Après lui avoir tenu ce discours, je sortis de son appartement, autant pour la laisser se remettre du trouble où étaient ses esprits, que pour chercher la solitude dont j'avais besoin moi-même pour calmer la colère qui m'enflammait. Si je ne pus reprendre ma tranquillité, j'affectai du moins un air tranquille pendant deux jours; et le troisième, feignant d'avoir à Tolède une affaire de la dernière conséquence, je dis à ma femme que j'étais obligé de la quitter pour quelque temps, et que je la priais d'avoir soin de sa gloire pendant mon absence.
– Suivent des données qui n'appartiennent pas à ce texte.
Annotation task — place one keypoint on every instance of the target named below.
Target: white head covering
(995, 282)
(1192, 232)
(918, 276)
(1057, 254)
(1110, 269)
Je partis; mais, au lieu de continuer mon chemin vers Tolède, je revins secrètement chez moi à l'entrée de la nuit, et me cachai dans la chambre d'un domestique fidèle, d'où je pouvais voir tout ce qui entrait dans ma maison. Je ne doutais point que le duc n'eût été informé de mon départ, et je m'imaginais qu'il ne manquerait pas de vouloir profiter de la conjoncture : j'espérais les surprendre ensemble; je me promettais une entière vengeance.

Néanmoins je fus trompé dans mon attente; loin de remarquer qu'on se disposât au logis à recevoir un galant, je m'aperçus, au contraire, que l'on fermait les portes avec exactitude; et trois jours s'étant écoulés sans que le duc eût paru, ni même aucun de ses gens, je me persuadai que mon épouse s'était repentie de sa faute, et qu'elle avait enfin rompu tout commerce avec son amant.